Do centripetal and reactive centrifugal forces cancel each other out?
NO, They do not cancel out each other, while centripetal (center seeking force) is generally provided by some other agency/force, like for revolution of planets it is provided by gravitational force, centrifugal force(outward force) is a pseudo force which is felt in the reference frame of the revolving/rotating body. Clearly since the two forces belong in different frames, they do not cancel out each other in your frame i.e. from the viewers frame they cancel out only in the frame of reference of body as the body does not move in that frame.
When you are rotating a stone/ball tied to a thread you seem to think that you are feeling an outward/centrifugal forcre, but it is actually the tension of the thread, see at the end of the ball tension is directed towards the centre of rotation and is hence centripetal force, but the same tension at the point/centre of rotation is directed towards the ball, therefore you feel an outward force but it is not centrifugal force.
Some of the confusion about centripital, centrifugal, and reactive forces is just vocabulary. It can be easier to understand if we consider a similar example without rotation.
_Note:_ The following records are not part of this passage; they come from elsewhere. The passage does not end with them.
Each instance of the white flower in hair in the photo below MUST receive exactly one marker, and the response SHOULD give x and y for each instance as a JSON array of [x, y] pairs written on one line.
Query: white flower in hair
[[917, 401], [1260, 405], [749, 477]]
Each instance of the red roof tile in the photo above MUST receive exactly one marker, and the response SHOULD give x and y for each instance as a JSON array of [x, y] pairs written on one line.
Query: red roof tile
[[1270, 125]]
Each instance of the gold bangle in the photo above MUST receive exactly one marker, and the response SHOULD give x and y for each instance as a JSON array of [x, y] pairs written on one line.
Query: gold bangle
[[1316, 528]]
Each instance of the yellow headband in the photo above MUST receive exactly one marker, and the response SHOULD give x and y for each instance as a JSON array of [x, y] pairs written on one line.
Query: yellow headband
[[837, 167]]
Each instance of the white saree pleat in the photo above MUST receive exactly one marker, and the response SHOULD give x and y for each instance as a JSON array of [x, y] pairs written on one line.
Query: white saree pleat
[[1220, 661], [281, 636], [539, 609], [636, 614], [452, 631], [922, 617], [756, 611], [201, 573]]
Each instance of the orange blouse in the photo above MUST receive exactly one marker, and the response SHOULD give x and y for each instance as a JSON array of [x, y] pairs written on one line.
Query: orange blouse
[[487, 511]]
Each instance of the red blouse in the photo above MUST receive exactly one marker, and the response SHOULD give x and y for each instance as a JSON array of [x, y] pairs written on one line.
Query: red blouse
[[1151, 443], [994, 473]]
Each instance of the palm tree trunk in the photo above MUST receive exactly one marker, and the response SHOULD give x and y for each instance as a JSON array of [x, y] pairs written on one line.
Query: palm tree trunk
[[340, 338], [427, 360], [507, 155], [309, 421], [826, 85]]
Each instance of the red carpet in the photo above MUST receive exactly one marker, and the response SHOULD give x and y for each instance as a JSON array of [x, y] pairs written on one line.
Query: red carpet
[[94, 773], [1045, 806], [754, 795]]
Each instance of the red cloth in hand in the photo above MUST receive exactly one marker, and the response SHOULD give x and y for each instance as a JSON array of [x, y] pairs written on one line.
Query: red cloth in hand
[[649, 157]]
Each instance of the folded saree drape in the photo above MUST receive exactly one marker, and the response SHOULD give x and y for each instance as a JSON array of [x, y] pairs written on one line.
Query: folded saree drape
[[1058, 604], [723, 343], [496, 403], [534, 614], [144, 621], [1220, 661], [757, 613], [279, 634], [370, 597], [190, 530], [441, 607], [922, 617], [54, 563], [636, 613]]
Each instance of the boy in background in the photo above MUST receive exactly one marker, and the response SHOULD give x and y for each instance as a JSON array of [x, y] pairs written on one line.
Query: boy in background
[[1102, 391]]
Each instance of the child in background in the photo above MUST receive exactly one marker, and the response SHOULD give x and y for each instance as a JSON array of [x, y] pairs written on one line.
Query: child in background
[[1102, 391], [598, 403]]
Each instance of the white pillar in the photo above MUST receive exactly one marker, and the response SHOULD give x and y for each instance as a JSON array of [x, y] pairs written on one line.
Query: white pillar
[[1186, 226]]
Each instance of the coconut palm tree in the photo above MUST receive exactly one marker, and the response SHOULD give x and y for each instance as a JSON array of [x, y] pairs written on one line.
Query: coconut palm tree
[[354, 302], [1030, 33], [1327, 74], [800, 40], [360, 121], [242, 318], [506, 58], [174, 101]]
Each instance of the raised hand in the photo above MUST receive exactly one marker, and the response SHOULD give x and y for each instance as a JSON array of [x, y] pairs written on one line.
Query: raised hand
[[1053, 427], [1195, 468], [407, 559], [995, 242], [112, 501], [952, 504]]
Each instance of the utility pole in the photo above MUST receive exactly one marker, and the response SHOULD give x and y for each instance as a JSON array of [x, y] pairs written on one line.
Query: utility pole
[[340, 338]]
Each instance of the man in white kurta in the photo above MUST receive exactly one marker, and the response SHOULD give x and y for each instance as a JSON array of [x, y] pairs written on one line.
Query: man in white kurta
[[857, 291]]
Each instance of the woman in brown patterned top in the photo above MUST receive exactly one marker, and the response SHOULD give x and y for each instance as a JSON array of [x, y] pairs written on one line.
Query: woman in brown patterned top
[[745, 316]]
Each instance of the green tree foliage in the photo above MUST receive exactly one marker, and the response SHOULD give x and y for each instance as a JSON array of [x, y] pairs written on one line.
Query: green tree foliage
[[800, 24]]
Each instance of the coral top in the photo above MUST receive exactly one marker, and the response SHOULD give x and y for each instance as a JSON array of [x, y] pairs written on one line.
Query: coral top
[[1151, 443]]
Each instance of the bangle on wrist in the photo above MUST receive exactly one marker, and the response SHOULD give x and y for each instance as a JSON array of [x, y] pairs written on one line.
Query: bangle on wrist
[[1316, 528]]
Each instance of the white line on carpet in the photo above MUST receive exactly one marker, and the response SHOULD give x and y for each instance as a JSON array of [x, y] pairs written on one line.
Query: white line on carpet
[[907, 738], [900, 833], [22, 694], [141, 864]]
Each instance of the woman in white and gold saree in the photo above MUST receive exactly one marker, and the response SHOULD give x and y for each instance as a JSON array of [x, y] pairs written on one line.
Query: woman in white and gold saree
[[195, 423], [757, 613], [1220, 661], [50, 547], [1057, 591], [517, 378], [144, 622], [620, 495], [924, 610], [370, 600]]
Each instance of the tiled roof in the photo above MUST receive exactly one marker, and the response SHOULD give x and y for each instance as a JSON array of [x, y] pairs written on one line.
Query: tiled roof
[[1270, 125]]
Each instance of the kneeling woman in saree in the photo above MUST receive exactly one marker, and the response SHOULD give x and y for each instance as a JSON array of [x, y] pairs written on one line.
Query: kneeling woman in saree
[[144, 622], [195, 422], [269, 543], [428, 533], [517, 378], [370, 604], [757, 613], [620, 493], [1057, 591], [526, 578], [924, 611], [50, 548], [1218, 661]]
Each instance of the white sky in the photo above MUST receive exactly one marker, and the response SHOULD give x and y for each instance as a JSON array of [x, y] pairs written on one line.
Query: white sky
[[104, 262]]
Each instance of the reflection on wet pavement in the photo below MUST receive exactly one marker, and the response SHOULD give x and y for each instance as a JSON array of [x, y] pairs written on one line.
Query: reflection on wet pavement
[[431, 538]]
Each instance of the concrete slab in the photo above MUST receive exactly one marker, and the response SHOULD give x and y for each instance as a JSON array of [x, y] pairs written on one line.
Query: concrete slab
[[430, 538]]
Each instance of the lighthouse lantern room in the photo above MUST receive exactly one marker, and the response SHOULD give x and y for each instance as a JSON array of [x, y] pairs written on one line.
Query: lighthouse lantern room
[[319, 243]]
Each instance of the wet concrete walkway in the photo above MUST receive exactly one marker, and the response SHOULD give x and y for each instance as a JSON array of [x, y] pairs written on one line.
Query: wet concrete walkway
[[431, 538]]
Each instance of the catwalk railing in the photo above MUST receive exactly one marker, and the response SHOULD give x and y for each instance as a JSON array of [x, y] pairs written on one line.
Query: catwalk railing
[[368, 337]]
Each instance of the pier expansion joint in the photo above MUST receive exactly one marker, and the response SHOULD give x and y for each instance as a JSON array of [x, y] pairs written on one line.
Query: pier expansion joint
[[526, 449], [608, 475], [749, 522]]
Suppose you are floating in space near a rocket. A rock is tied to the rocket with a thread. When the engine starts, the rocket pulls on the thread and exerts a force on the rock. The rock accelerates.
$T = m_{rock} * a_{rock}$
The reaction force is the equal and opposite force the rock exerts on the rocket. The rock pulls on the thread and reduces the acceleration of the rocket.
$F = F_{rocket} - T$
The reaction force doesn't cancel anything. It is just a force that added to all the other forces on the rocket.
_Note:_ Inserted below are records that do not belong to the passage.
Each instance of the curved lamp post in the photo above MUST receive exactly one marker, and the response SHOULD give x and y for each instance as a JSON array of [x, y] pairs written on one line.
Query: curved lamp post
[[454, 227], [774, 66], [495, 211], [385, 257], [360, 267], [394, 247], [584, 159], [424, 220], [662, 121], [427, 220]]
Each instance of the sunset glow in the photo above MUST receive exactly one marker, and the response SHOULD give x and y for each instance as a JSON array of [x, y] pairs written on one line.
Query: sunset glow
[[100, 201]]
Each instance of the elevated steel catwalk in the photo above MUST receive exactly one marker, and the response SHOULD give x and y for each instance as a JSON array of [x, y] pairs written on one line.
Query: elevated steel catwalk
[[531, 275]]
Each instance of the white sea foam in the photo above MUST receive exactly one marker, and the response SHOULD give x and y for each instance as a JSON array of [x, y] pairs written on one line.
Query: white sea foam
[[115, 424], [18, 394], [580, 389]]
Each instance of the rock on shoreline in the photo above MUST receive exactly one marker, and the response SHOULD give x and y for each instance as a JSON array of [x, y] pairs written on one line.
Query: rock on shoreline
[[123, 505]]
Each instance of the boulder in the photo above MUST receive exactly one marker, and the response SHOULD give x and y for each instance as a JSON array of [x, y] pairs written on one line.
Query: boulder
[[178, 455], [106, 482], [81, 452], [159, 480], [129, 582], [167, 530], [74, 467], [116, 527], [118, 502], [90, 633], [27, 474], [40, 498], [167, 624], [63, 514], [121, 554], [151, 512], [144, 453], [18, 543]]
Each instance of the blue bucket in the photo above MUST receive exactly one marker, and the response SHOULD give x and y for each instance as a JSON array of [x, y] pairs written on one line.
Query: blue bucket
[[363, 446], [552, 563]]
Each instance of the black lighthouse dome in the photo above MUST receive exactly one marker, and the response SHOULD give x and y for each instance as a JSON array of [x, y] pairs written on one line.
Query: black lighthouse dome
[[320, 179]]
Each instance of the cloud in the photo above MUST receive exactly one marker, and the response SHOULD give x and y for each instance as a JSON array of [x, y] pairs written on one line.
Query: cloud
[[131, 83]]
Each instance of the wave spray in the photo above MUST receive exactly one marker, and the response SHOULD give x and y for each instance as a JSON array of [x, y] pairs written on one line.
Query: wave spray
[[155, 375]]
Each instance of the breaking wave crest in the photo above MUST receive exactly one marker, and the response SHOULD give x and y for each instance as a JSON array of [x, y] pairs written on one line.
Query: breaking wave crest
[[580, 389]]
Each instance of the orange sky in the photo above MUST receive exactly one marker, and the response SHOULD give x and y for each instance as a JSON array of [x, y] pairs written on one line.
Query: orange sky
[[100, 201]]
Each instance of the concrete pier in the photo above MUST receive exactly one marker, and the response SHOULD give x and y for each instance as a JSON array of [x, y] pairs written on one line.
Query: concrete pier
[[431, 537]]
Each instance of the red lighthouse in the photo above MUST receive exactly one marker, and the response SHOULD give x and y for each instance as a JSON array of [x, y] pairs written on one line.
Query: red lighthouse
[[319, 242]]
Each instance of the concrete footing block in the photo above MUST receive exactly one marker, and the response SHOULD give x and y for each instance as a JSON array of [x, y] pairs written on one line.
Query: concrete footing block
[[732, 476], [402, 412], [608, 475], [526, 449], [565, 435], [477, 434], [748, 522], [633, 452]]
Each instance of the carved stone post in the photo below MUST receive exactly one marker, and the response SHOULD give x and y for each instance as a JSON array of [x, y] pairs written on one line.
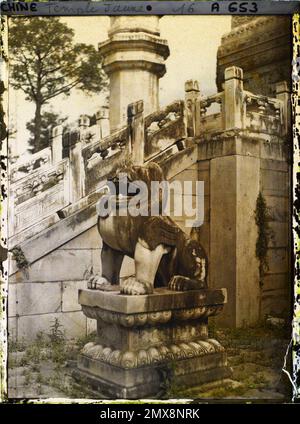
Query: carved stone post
[[134, 59], [136, 131], [57, 147], [102, 121], [77, 171], [192, 107], [233, 107], [283, 93]]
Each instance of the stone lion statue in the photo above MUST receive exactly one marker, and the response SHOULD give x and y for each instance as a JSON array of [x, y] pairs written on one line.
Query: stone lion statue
[[164, 255]]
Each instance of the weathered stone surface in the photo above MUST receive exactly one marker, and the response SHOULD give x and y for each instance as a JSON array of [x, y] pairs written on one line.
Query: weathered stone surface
[[74, 324], [278, 208], [233, 229], [91, 326], [162, 300], [280, 234], [36, 247], [137, 67], [89, 239], [274, 182], [115, 382], [127, 267], [53, 267], [34, 298], [277, 260], [276, 303], [260, 47], [70, 295], [12, 328], [137, 338], [276, 281]]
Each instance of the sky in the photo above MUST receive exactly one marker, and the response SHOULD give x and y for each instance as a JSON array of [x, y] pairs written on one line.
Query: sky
[[193, 43]]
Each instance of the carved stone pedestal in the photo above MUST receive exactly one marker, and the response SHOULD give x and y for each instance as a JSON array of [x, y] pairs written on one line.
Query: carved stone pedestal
[[144, 341]]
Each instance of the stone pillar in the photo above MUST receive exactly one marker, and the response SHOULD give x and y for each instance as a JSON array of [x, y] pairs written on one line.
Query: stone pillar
[[134, 56], [57, 147], [233, 107], [283, 93], [136, 132], [192, 107], [234, 187]]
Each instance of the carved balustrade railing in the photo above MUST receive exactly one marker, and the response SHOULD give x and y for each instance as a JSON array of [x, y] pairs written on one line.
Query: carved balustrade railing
[[79, 161], [239, 109], [263, 114]]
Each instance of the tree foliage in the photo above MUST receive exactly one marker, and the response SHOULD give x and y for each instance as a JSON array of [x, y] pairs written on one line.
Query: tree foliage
[[45, 63]]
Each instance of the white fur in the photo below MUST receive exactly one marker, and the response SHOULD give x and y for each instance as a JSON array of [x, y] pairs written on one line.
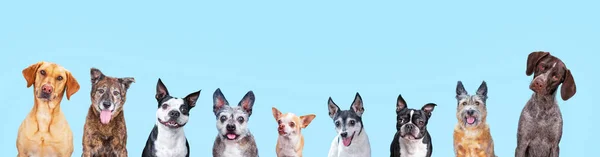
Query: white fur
[[360, 147], [412, 148]]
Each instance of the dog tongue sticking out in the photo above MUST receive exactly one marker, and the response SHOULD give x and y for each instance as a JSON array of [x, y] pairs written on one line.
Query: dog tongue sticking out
[[105, 116]]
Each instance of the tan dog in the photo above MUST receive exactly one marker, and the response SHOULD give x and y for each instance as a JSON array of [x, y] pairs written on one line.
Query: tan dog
[[472, 137], [45, 131], [290, 142], [104, 132]]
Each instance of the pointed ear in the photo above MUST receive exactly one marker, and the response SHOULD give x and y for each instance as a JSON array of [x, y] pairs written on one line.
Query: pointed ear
[[533, 59], [482, 90], [96, 75], [428, 108], [568, 88], [333, 108], [30, 72], [460, 90], [72, 85], [276, 113], [161, 90], [357, 105], [247, 102], [219, 100], [400, 104], [126, 81], [306, 119]]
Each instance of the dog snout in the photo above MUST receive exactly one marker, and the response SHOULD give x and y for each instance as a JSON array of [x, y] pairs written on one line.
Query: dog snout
[[46, 89], [230, 127]]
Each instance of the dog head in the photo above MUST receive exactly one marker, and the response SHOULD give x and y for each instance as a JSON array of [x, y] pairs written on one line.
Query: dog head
[[173, 112], [548, 73], [348, 123], [232, 122], [412, 123], [50, 81], [108, 94], [289, 124], [471, 109]]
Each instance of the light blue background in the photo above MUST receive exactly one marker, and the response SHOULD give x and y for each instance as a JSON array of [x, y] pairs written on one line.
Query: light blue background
[[295, 54]]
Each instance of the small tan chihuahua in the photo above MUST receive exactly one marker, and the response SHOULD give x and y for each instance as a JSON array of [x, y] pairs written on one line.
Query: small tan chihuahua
[[290, 142]]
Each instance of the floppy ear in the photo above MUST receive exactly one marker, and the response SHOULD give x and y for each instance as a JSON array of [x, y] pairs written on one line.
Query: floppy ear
[[72, 85], [161, 90], [428, 108], [276, 113], [460, 90], [306, 119], [96, 75], [533, 59], [400, 104], [568, 88], [247, 102], [30, 72], [219, 100], [333, 108], [357, 105], [482, 90], [126, 81]]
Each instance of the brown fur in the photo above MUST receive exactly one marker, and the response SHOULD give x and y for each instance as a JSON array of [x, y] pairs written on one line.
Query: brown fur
[[45, 131], [106, 139]]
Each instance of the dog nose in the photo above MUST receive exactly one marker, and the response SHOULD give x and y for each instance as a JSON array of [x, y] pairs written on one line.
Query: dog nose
[[230, 127], [174, 114], [47, 89], [106, 104]]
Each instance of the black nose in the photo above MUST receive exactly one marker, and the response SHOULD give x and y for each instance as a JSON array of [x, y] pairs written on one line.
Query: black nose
[[230, 127], [470, 112], [106, 104], [174, 114]]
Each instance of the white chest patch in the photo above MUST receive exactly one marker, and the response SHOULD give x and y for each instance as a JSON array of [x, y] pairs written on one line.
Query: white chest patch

Since you are floating near the rocket, you see the rocket move. The pilot seated in the rocket finds it more convenient to adopt point of view where the rocket stays at rest. At time $t_0$, the seat is right under him. At time $t_1$, the seat is still right under him.
For the pilot to use laws like $F = ma$, he must redefine acceleration so that $a = 0$. This means he must redefine force so that $F = 0$.
The changes in definition are not big. Everything is consistent if he adds a fictitious acceleration $a_{fict}$ to all accelerations, where $a_{fict} = -a_{rock}$. He adds a fictitious force $f_{fict} = ma_{fict}$ to all forces.
He is saying "$f_{fict}$ acts on everything in the universe, causing everything to accelerate backword with acceleration $a_{fict}$. The total acceleration of rocket+rock is $0$ because of the additional force $F$ from the engine.
Fictitious forces do not cancel anything. They just change your point of view, or frame of reference.
Returning to circular motion, suppose you are floating near a rocket that is stationary but spinning. A rock is tied to the rocket, and rotates around the rocket.
The rocket engine provides the centripetal force that keeps the rock moving in a circle.
The reaction force holds the rocket stationary.
Centrifugal force is useful to an ant on the rock. The ant finds it useful to adopt a frame of reference where the rock is stationary. This is a more complex case, because $a_{centrifugal}$ depends on position.
The centripetal force is the accelerating force acting towards the centre of the orbit; the centrifugal force can be considered its Newton's 3rd law pair. If you swing a stone attached to a string in a circle, the centripetal force is the pull of the string on the stone. But the pull of the stone on the string - which is not physically very relevant - is the centrifugal force.